Oswald and the Star-Chaser (#1 – 2) – Tommy Kulik, Tyler Villano Maron

2 out of 5

A promising, pretty book that suffers from “did the story start yet?” syndrome.

From its quirky title to the fun character designs and its solid sense of humor, Oswald and the Star-Chaser has the makings of a book to watch – an indie up-and-comer with eagerness spilling over its pages. And it’s not that it isn’t that, but over two issues, I couldn’t really find an aspect that got to the critical mass of spilling over, rather leaving things at a simmer. There are some pacing problems affecting that overall, leading to a story structure in which the tone and direction isn’t really clear, also unfortunately impacted by some dialogue / art mistimings.
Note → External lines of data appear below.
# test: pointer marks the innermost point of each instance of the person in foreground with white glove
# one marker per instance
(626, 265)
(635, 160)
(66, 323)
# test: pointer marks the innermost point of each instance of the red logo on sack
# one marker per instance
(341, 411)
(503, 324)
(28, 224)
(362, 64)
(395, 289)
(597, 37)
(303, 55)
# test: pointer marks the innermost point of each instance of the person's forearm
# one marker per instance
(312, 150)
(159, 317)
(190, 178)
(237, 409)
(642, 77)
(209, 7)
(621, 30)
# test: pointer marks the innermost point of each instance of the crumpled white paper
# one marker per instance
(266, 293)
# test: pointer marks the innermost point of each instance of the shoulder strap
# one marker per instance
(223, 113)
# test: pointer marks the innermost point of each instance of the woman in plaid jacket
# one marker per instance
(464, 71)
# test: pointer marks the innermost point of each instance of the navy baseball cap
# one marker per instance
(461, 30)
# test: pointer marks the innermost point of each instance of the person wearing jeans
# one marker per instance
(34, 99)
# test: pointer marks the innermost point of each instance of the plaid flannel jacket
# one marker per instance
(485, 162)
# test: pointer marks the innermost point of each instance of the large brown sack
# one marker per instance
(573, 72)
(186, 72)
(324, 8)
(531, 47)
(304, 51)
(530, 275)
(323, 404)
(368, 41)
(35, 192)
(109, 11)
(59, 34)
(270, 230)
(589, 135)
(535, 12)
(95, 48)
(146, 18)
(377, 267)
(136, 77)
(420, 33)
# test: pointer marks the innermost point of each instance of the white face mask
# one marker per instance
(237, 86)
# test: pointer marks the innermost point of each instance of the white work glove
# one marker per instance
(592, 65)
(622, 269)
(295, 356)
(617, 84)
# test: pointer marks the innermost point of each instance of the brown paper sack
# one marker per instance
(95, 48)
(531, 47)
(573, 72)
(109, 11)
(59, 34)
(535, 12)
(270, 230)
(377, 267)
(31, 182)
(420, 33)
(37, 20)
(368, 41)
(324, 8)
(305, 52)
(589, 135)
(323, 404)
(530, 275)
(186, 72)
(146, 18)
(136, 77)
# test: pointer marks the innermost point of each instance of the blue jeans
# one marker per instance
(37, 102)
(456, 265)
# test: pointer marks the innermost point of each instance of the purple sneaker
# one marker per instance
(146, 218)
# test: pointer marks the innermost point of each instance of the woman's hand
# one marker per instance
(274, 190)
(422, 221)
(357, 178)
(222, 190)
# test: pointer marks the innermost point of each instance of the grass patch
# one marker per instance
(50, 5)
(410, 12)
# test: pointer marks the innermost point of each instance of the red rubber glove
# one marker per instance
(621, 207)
Oswald’s first issue kicks off with some great beats: noir sci-fi panels of a hooded figure, menacingly approaching “The Crabs Claw” bar, revealed as the red-headed, cherubic looking titular Oswald Bretters. His annoucnement of being a space knight is met by exactly zero fanfare, with a smash-cut to a two page story-book style narrative on an overthrow star king and the Space Knights left behind to defend his kingdom. Ace stuff, and I dig colorist Simon Robins’ synthwave color vibes running up against artist Tom Hoskisson’s Star Wars-style weighty tech designs, with Oswald wearing what legit looks like a suit of armor.

From here, though, the trajectory of the story is not very clear. “save the Star Lands” is a fun, generic goal for the storybook pages, but it seems to be all Oswald has to say as well as he goes about trying to recruit others as Knights – he wants to save the Star Lands. And I do think this is intended to be part of the conflict, highlighting Oswald’s naievty, but Kulik and Maron take a middleground at making Oswald seem either eager or stupid, and the world-building is similarly somewhere between just-for-jokes or trying to build out extra lore, resulting in a space adventure that wants to be a space comedy, or vice versa, with neither definition satisfying in either direction. This is compounded by the other part of the pair: Star-Chaser. Star is a big, bad robot looking person – again, great design, great color – who decides to side with Oswald… because. Because “evil king is bad for business,” and that’s pretty much that. For all other intents and purposes, Star-Chaser seems to hate Oswald, so presumably there’s more to it, but that’s not coded well enough into the pages to lure us in as readers.

The first two issues are then mostly comprised of Star and Oswald traveling about to gather additional knights, with the latter’s eagerness getting the duo into troubles which the former is more capable of resolving. You know the structure of a story like this by heart – odd couple; will come to work together; heavy histories revealed – which is why its tonal aimlessness is especially aimless. And though the book is funny, and the art is engaging, there’s something about the way those elements combine that makes most of the jokes land kinda flat.

The passion is definitely there with Oswald and the Star-Chaser. It feels a few editorial tightening passes away from bringing that closer to the fore, however; in its current state – at least in these two issues – you can definitely sense the potential, but there’re also a few too many roadblocks to appreciating it.

Note: Rebecca Good takes over color for most of issue #2, and opts for a slightly dingier palette that brings out a rougher edged vibe in Hoskisson’s artwork. While Robins’ work looked great, I do think the book “feels” better with a more underplayed visual style.